Strappò il Pulitzer del 1935 a Francis Scott Fitzgerald, quell’anno in lizza con Tenera è la notte. Appena venticiquenne e ancora studente, era al suo romanzo di esordio. Si chiamava Josephine Johnson, viveva in Missouri con sua madre, in un piccolo centro di poche migliaia di abitanti, circondata dalla sterminata natura del Midwest. Sul momento venne paragonata a Emily Dickinson ed Emily Brontë, ma nel giro di soli quattro anni, Simon & Schuster, il suo editore, rifiutò di pubblicarle un nuovo romanzo. Seguitò a scrivere e a vivere nel Midwest, imboccando il viale della marginalità e rasentando anche quello dell’oblio. All’indomani della sua morte, avvenuta nel 1990, il New York Times la ricordava quasi unicamente per l’afflato ecologista, che fu soltanto un aspetto dell’articolato impegno sociale della scrittrice. Che la sua luce abbia brillato alla maniera di una meteora rende per certi versi più prezioso il suo splendore. Baciato dall’incanto di un’ispirazione irripetibile e sostenuto da una voce di rara intensità, meravigliosamente resa in traduzione da Beatrice Masini, Ora che è novembre nacque dal desiderio di «scrivere un libro che interessi tanto per quel che succede ora quanto per quel che succede dopo». Così si espresse la stessa autrice con il suo editor e in effetti, malgrado il romanzo racconti una storia in cui il disvelamento del dopo è tutt’altro che indifferente al lettore, lo svolgersi dell’azione appare racchiuso in un unico grande ora dove le stagioni scorrono l’una dentro l’altra, senza mai stare ferme ma anche senza rapidità.
«Ora che è novembre riesco a vedere gli anni come una cosa sola» dice la voce narrante nel dare inizio alla storia. Siamo negli anni cupi della Grande Depressione, quando la difficoltà di tirare avanti faceva sembrare tutto sbagliato. Costretto a lasciare la città per via della crisi, Arnold Haldmarne torna nella campagna che aveva lasciato da sedicenne; torna in un terreno gravato da un’ipoteca e non meno duro della città, non meno pronto a fiaccare la determinazione di un uomo. Ci torna con un’impazienza malata, privo della rassegnazione che un contadino dovrebbe avere. Ci torna affondando nella palude senza fondo dei debiti. Ci torna separato dal resto della famiglia da quell’abisso nebuloso che percepisce tra sé e tutte le donne. Perché la sua è una famiglia di tutte donne, a parte lui. Ha una moglie che affronta ogni cosa in silenzio, vivendo la vita degli altri come fosse la sua, e tre figlie che ricordano quelle di Re Lear. Kerrin, agitata nell’intimo da una marea di tenebre, è la Goneril della situazione. Vengono poi Marget, che si sente niente in tutto, e Merle, la minore oltre che la più operosa e centrata. Le tre sorelle sono tanto diverse nel carattere quanto simili nei limiti che la società impone ancora alle giovani donne. Impossibilitate a conoscere alcunché se non la campagna attorno casa, private di una vita sessuale e tuttavia chiamate a essere attraenti e pronte per il matrimonio, non hanno che i libri per avventurarsi nel mondo esterno.

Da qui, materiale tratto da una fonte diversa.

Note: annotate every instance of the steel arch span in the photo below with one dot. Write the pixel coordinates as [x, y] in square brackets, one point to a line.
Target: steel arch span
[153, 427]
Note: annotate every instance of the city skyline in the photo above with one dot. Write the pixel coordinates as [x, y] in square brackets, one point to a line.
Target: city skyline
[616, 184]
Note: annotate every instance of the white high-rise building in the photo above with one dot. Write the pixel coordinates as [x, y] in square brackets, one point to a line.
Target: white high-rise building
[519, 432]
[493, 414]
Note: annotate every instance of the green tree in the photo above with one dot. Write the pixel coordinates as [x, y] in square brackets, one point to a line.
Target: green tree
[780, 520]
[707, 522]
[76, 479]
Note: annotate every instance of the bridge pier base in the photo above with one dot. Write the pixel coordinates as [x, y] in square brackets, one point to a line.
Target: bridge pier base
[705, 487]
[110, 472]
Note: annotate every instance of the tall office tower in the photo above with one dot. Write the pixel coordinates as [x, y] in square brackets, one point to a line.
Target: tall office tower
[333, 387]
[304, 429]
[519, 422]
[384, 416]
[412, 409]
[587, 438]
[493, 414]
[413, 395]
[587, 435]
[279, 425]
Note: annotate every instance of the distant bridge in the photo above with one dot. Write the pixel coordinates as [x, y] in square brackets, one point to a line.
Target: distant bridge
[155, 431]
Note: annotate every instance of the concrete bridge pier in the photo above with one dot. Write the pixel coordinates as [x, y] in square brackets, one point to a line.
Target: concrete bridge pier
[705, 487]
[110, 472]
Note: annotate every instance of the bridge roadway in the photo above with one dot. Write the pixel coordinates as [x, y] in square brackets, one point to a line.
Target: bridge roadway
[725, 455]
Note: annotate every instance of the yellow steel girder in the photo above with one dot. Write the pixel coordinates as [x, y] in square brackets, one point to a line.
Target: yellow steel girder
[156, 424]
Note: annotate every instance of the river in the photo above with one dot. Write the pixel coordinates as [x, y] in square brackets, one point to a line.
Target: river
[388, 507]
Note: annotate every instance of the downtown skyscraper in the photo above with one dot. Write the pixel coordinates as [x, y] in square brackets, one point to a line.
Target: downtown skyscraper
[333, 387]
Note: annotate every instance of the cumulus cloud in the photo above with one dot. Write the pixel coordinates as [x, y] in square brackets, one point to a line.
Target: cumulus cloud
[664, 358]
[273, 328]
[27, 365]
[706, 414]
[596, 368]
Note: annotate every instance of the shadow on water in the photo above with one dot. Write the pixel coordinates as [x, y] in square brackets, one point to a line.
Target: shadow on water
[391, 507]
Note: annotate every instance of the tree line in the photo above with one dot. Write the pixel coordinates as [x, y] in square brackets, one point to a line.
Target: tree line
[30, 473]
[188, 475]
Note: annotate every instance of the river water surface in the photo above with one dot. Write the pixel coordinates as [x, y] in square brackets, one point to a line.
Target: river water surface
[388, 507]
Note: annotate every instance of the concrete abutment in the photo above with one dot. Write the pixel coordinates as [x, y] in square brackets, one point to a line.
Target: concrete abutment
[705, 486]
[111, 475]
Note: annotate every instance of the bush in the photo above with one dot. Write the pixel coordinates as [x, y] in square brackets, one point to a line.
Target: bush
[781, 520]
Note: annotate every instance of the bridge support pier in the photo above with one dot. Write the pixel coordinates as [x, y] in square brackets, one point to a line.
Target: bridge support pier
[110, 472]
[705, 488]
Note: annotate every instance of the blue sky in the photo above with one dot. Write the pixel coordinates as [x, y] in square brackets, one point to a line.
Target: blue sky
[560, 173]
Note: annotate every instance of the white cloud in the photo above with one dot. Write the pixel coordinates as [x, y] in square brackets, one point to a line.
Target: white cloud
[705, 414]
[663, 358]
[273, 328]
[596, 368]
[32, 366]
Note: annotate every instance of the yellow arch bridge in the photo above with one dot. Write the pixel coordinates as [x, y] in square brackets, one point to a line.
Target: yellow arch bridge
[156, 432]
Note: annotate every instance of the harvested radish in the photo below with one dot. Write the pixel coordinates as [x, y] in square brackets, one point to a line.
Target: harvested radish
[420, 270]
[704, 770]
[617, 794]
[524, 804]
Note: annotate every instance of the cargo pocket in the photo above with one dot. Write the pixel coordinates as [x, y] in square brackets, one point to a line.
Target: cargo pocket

Nel lento depositarsi dei giorni e degli anni irrompe però Grant, giovane trentenne assunto per dare una mano a lavorare la terra. Fatalmente la nuova presenza porta scompiglio nell’animo e nei sensi delle ragazze, alimentando tensioni inespresse. Come queste tensioni raggiungeranno il picco per poi esplodere ci viene raccontato da una delle tre ragazze, Marget, quella che si sente più esclusa dai giochi e dalle possibilità dell’amore. E lo fa con una voce indimenticabile, immersa nella natura e in drammi sociali che all’epoca raccontò anche Steinbeck. È la voce di una ragazza che vive nel furore cupo di un’adolescenza repressa, sul limitare della linea d’ombra che la separa dal diventare donna, e morsa dal dubbio che crescere non cambi più di tanto le cose, che il tempo dilati ma non trasformi nulla lasciando il mondo com’è: tutto sbagliato.